La Fédération congolaise de football association (FECOFA) a annoncé que la qualification des Léopards pour les seizièmes de finale de la Coupe du monde 2026 lui vaudra une prime supplémentaire, portant à 23,5 millions de dollars l’ensemble des montants perçus à ce jour pour la compétition.
« C’est une manne qui peut transformer notre football si elle est gérée avec rigueur », résume un responsable ministériel contacté, posant l’enjeu central : transparence et impact durable.
Concrètement, la répartition communiquée regroupe trois volets : 11 M$ pour la qualification aux seizièmes, 10 M$ reçus initialement pour la participation à la Coupe du monde et 2,5 M$ alloués à la préparation de l’équipe.
« Ces fonds couvrent compétition, préparation et investissement structurel », précise une note de la FECOFA relayée par le ministère des Sports, mais la nature exacte des décaissements reste à préciser.

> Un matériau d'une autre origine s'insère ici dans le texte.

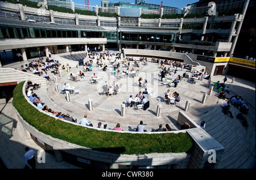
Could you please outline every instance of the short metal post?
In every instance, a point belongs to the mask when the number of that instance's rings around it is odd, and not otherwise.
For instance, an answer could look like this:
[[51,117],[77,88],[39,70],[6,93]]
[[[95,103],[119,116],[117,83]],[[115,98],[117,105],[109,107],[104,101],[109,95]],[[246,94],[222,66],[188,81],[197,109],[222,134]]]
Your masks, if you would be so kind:
[[186,105],[185,106],[185,111],[188,111],[188,108],[190,105],[190,101],[186,101]]
[[162,108],[161,104],[158,105],[158,107],[156,109],[156,116],[158,117],[160,116],[160,115],[161,114],[161,108]]
[[234,81],[235,79],[236,79],[235,78],[233,78],[232,81],[231,82],[231,83],[234,83]]
[[208,95],[211,95],[212,93],[212,90],[213,90],[213,86],[210,86],[210,88],[208,92]]
[[207,93],[204,94],[204,96],[203,97],[203,100],[202,100],[202,103],[204,104],[205,103],[207,97]]
[[212,81],[210,80],[210,79],[209,79],[208,80],[208,83],[207,83],[207,87],[209,87],[209,86],[210,86],[210,82],[211,82]]
[[121,104],[121,116],[125,116],[125,104]]
[[69,91],[66,91],[67,101],[70,102],[70,93]]
[[88,99],[88,104],[89,104],[89,110],[92,111],[93,110],[92,101],[91,99]]

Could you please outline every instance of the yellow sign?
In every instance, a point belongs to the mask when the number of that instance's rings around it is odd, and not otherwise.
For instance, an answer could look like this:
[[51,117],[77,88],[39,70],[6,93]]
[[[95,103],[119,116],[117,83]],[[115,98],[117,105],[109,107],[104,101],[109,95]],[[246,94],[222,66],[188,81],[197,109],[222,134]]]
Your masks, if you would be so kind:
[[216,57],[214,60],[214,62],[225,62],[229,61],[230,57]]
[[246,60],[243,60],[243,59],[241,59],[241,58],[231,57],[229,60],[229,62],[235,62],[235,63],[238,63],[238,64],[242,64],[242,65],[245,65],[255,67],[255,61],[254,61]]

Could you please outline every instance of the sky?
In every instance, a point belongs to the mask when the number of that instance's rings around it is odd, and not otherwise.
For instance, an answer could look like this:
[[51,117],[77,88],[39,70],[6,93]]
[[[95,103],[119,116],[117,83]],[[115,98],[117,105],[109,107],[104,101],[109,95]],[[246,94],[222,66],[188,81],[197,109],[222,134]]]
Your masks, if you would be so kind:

L’arrivée de ces ressources offre une fenêtre d’opportunités pour le développement du football national : infrastructures d’entraînement, formation des jeunes et des encadreurs, professionnalisation des clubs et gouvernance fédérale.
« Investir dans les centres de formation, c’est planter les graines du futur », affirme un ancien sélectionneur national, insistant sur la nécessité d’un plan pluriannuel.
Les risques sont toutefois réels : opacité, détournements et dépenses de court terme qui dilapident l’effet d’une rente exceptionnelle. Des observateurs demandent la publication d’un plan d’utilisation chiffré, d’un calendrier de décaissement et la mise en place d’un audit indépendant.
« Sans contrôle externe, l’argent reste une promesse non tenue », avertit un expert en gestion sportive.
En rappel, d’autres fédérations africaines ont connu des effets contrastés après des primes similaires : certaines ont renforcé leurs académies et infrastructures, d’autres ont vu des sommes mal gérées sans trace d’héritage.
« Les exemples montrent que la gouvernance fait souvent la différence entre opportunité et mirage », note une étude comparée sur les retombées financières des grandes compétitions.
Pour transformer 23,5 M$ en levier durable, trois priorités s’imposent publier une stratégie d’investissement publique et participative, consacrer une part aux infrastructures et centres de formation nationaux, et créer un mécanisme de contrôle (audit externe annuel et comité de suivi avec la société civile).
« Si la FECOFA accepte la transparence et associe les acteurs locaux, ces fonds peuvent changer la donne », conclut un acteur du football jeunesse.